The backyard hummingbirds have been fighting lately and I’ve been sitting under the honeysuckle listening to their mating wars rage on. It’s surprising how maddened animals become as they follow the drive to reproduce.
Among the hummingbirds are an assortment of others who inhabit the nearby trees and sky. In the summer the mockingbird keeps everyone up at inopportune hours of the night, and a flock of out-of-place parakeets circles around the house once or twice a year (perhaps more often, but I do not constantly stand on the front stoop watching for their green wings to come into view). A hawk hunts in the canyon two blocks away; I have seen him resting on the lower railings of the wooden bridge, have been startled as he swooped in front of me mid-day and have photographed him in the branches of the eucalyptus tree.
Doves and pigeons, the common and dull kind but I feel a liking for them anyway, line up on telephone wires year-round. They look most striking with their silhouettes outlined against morning fog, which from my front door that looks out to the bay I can see approaching as early as the night before it rolls in (it is the foggy mornings and sunless marine layer days that most facilitate my writing; at these times I feel closest to myself).
There is an owl that silently haunts the night, who I have seen only twice in three years and who is so without sound, so fleeting, I could have just as easily imagined him. Yesterday a gull drifted above our roof.
There are, finally, many small birds who live here and, in looking enough like each other, are often disregarded given many people’s preference for hawks and herons and greater birds. Often, perching birds (as naturalists call them) are grouped together in our minds as the uncelebrated “birds in the yard” because truly what difference does it make if they are a finch or a nuthatch or a wren? To most of us, like air they are simply there and like breathing they simply happen.
But not Harriett, a small bird of what species I do not know, but in one season of her life (and mine) managed to add to my melancholy and then, after she was gone she unknowingly (because of course, she is a bird) lent me hope.
I will begin by saying that at some point Harriett died, or so I assume because one day she stopped coming back. She had spent several days collecting twigs for her nest which I know because I walked out onto my stoop last year and caught her in the process of it all. I had told this news of a new nesting bird to my family (it was my sister who named her Harriett) and friends who don’t mind such trivial life updates, and for a while we waited for babies.

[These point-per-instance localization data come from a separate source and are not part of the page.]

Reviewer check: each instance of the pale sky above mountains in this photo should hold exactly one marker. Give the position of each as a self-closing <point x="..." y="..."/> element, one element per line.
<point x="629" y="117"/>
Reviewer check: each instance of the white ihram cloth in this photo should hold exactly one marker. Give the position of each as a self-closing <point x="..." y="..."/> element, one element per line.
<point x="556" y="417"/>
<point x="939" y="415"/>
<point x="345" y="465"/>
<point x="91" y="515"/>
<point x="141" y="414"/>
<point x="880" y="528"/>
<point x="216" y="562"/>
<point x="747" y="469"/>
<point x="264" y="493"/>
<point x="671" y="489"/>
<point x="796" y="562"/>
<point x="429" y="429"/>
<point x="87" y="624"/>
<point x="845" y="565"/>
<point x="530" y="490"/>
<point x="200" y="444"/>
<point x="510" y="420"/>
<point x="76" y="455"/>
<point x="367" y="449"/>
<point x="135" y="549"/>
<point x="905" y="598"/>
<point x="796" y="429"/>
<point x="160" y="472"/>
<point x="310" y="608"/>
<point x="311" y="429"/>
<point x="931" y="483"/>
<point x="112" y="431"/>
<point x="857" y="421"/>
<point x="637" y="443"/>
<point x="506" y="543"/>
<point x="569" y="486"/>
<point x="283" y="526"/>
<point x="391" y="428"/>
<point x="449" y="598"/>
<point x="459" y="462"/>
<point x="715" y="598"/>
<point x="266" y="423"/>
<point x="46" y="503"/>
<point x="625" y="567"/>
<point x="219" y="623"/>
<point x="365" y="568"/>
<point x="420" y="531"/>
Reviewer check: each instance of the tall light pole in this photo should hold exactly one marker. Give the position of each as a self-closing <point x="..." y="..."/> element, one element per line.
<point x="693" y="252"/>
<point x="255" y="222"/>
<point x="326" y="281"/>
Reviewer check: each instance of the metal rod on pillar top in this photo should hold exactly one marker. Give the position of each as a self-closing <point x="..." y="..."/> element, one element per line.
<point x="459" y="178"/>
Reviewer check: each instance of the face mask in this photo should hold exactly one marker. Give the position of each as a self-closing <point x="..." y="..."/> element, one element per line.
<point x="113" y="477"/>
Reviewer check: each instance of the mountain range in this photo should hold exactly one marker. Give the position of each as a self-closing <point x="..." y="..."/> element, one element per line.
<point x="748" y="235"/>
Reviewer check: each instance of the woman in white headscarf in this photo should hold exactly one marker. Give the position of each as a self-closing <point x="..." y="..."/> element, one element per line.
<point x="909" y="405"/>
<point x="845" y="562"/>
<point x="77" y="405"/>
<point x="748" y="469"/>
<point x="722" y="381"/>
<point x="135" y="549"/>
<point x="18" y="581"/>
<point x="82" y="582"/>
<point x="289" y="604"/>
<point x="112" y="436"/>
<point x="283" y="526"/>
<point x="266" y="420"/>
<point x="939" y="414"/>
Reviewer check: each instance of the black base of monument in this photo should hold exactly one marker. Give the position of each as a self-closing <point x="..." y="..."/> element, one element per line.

But Harriett disappeared and babies never came, and at the end of her nesting season I had only that…a nest. An empty house of sticks in the corner of the beams above my door. And not too long after, when the summer garden ended and the lettuce had bolted and become no good and the tomatoes turned brown and barren there suddenly wasn’t much life at all outside my door, and the fall and winter were no better.
Spring came late and quietly this year and I put off gardening and considered skipping it altogether, for what reason I can’t quite say because I certainly had the time, but I recall wondering what is the point as we do to ourselves here and there when melancholy, while beautiful in small doses, grows too big and becomes too heavy to carry. It is hard to move under such weight.
At such points we can actively seek help, or we can let time do what it does: pass and heal. Through that winter I had chosen to lie submissive and dormant while the days moved by me. During those months of long nights, time roughly stitched me back together in places that had come apart. It was not a perfect fix, and by spring it was not enough to inspire a garden, but it was enough to keep going. Sometimes this is all we can ask for. To want to wake up: this alone is worth our quiet gratitude.
Then, hope: I stood at the door this past week and looked up to see tail-feathers sticking out over the edge of the beams. When I moved closer she flew to a nearby tree and watched and waited for me to go so she could return to her adopted nest – the one Harriett left behind, still unused. So it seems that, despite an unusually long and numb winter, we have been given another chance at eggs becoming baby birds and seeds becoming gardens and life beginning again.